Prestigious award to Yale lab to be paid in DNA

Farren Isaacs, assistant professor of molecular, cellular, and developmental biology and a researcher in the Systems Biology Institute at West Campus, has been awarded a million base pairs of synthetic DNA after being selected as the 2014 Gen9 G-prize winner.

Farren Isaacs, left, and Adrian Haimovich

The DNA, manufactured by Gen9 Incorporated, is worth $500,000 and represents the single largest award of synthetic DNA ever granted from a commercial entity to an individual research lab.

“Winning this award allows us to immediately test a series of exciting ideas on protein-protein interactions that are critical for signaling, regulation, and onset of disease,” Isaacs said. “Simply put, this project would not have been possible without the generous contribution of this synthetic DNA.”  

Last year, Isaacs’s lab notably rewrote an entire genome — the set of hereditary instructions for building, running and maintaining an organism.  The Gen9 prize,  equivalent in size to a bacterial genome, will be used to uncover new properties of biological systems that can be applied to address global challenges in medicine, energy supply, and the environment.

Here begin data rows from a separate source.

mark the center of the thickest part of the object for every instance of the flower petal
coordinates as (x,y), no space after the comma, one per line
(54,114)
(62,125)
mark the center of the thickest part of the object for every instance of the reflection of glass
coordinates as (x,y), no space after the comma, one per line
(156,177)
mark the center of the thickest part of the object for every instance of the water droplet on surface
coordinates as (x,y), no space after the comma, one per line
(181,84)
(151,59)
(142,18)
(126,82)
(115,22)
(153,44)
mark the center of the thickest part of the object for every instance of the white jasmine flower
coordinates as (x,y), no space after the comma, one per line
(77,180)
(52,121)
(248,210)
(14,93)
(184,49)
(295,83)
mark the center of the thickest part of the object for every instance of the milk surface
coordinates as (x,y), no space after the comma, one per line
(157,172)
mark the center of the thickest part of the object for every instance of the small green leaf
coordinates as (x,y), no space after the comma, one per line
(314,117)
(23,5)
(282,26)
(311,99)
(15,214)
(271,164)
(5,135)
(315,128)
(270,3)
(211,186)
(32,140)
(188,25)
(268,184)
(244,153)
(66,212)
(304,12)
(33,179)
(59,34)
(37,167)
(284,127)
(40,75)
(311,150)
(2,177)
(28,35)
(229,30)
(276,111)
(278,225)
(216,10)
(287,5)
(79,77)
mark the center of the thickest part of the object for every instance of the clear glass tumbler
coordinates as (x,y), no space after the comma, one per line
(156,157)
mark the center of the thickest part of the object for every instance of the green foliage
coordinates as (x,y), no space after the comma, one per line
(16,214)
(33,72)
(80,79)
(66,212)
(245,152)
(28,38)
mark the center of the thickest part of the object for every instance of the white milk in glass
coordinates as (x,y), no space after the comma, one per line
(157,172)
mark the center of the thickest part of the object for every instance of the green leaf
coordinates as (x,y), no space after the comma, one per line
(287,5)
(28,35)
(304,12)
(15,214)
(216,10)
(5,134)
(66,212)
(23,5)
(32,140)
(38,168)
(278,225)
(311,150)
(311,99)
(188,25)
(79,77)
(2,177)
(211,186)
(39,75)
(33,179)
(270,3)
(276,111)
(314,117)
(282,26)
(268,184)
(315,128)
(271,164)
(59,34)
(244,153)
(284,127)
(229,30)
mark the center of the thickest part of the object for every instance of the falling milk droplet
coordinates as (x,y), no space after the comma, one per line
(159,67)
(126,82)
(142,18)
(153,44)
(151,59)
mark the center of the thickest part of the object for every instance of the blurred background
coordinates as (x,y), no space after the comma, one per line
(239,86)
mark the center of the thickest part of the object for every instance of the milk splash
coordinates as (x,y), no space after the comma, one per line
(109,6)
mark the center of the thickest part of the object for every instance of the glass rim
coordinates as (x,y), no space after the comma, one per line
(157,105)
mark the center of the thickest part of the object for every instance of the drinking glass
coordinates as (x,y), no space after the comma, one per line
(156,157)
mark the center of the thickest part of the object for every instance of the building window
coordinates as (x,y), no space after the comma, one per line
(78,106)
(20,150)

Isaacs gives much of the credit for this award to a member of his lab, Adrian Haimovich, a M.D.-Ph.D. student with the Medical Scientist Training Program.

“I am fortunate to work with such gifted and creative students, like Adrian,” Isaacs said, adding, “and we would not have won this award without his hard work and terrific ideas.”

The G-Prize contest, exclusively sponsored by Gen9, was launched to foster creative and innovative approaches for using synthetic DNA to advance industries, including chemical and enzyme production, biofuels, pharmaceuticals, and data storage.